Forum Moderators: Robert Charlton & goodroi
The best way in my opinion to try to attempt to stop a site beeing hijacked is to ensure pages are only served one way by dealing with any canonical issues. There some great advice on this from matt cutts
[mattcutts.com...] Basicly redirect non www. to www and "/index.html" to "/".
What is a hijack?
"A page hijack is a technique exploiting the way search engines interpret certain commands that a web server can send to a visitor. In essence, it allows a hijacking website to replace pages belonging to target websites in the Search Engine Results Pages ("SERPs"). "
from [clsc.net...]
How can I tell if I have been hijacked?
Use googlesitemap creator to crawl your site. You should then make a note of the number of pages on your site. Now run site:www.yoursite.com on google. If the number of pages in google is vastly higher than the actual number of pages on your site you "may" have some hijacked content.
How can I find who's hijacking me?
You can use your logs to do this. Because a hijack relies on mirroring your pages they will start comming up as a refferer to your site. So have a good look at the people reffering traffic to your site and compare them to a few months ago. Now check out the new sites referring by visiting each one. A hijacker site in my experience often use's a numeric or gibberish domain name and typically run with extension of .com and .net . Also look for adult content sites reffering and treat them as suspect.
Ok I have my list What Do I do Next?
Report them. Explain what tests you have made and list the refferers you find suspicious to [google.com...]
The good news is its very easy to find and very easy to get rid of.
To find search on google "unique text" on your site start with your homepage and use "google alerts" as previously mentioned.
To cure block the site url and ip in .htaccess as previously described and most important of all fill out a spam report on google.
[google.com...]
They really do take notice.....
Ok new years resolution , stop bashing G so much, there not all bad.
Important to note this type of hijack will not show as a refferer in your logs
[edited by: Pirates at 1:14 am (utc) on Dec. 19, 2006]
Can you provide a definition of hijacking to understand you better? Also please tell us if your site has been attacked or not.
In your definition of hijack in your initial post you define it as:
"A page hijack is a technique exploiting the way search engines interpret certain commands that a web server can send to a visitor. In essence, it allows a hijacking website to replace pages belonging to target websites in the Search Engine Results Pages ("SERPs"). " from that page..
That page does not speak about scrapping (e.g.: copying a site A's page and presenting it on the hijacking domain)

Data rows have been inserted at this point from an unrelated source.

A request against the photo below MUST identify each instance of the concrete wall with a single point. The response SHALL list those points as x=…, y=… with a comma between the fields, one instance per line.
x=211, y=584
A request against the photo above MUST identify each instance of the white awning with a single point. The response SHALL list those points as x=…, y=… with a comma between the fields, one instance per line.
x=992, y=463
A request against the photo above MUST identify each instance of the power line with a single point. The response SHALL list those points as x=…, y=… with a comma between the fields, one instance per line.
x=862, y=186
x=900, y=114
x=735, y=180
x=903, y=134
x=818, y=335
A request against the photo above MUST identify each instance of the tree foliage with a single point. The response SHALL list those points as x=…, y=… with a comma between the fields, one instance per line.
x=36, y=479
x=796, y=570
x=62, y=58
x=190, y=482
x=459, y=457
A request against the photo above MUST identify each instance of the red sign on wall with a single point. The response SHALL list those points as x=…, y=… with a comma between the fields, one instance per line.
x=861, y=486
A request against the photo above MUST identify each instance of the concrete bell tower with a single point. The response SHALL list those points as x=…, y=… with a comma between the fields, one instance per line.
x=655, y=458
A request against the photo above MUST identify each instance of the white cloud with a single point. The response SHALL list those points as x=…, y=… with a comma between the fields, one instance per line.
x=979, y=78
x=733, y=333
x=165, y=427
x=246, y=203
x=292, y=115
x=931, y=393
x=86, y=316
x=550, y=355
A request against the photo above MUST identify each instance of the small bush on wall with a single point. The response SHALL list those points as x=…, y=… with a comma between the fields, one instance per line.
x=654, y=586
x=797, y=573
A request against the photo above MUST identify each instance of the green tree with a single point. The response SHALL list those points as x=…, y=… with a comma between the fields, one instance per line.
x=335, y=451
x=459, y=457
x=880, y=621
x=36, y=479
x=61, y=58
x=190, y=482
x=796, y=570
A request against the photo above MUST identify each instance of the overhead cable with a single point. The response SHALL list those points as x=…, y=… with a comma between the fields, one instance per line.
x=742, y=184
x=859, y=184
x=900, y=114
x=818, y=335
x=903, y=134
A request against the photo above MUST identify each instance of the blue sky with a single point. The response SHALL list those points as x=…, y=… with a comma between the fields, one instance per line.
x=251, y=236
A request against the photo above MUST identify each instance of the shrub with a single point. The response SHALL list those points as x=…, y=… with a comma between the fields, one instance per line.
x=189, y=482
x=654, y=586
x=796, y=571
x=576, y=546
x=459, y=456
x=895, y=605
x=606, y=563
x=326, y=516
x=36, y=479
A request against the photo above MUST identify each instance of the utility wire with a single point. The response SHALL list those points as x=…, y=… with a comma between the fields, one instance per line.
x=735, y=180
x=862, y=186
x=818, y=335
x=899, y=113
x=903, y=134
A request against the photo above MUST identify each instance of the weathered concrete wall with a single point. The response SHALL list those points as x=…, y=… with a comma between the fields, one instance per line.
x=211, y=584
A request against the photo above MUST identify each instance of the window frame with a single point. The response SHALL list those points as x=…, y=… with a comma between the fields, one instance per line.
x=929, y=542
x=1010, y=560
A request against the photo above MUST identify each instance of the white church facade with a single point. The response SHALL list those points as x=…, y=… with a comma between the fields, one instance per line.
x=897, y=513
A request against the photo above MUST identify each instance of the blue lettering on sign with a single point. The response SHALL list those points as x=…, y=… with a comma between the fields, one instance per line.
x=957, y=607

It speaks about 302 redirects and the problem Google has identifying the original (source) from the copied (hijacker from what you mention on your other posts, scrapper according to what I know).
The 302 issue does not have anything to do with scrapping (copying parts of your site or parts of a page on your site).
Basically most attacks on my sites using 302s are coming from v1agra sites and the like... thousands of them... They are all identical and feature "sponsored listings" of various products, only that in some cases instead of linking to the product pages on v1agra sites, they 302 redirect to my "blue widgets" site...
So googlebot visits there, follows the link to the product and it does a 302 to my site... It is trying to fool googlebot into thinking that the hijacker is the original site and that he has moved it TEMPORARILY to my site.
For that you need the base href element in ALL your pages. Then it can hurt no more with google.
But scrapping is a different story. And the most effective way (if you have the time) is to file a DMCA report at google:
[google.com...]
Pirates, I am a bit confused I must say as to what you are trying to say here...Can you provide a definition of hijacking to understand you better? Also please tell us if your site has been attacked or not.
OK first, my sites have probably been attacked but not successfully, I am working on clients sites so far have 99% success rate. Now looking like 100% but waiting till after xmass to confirm.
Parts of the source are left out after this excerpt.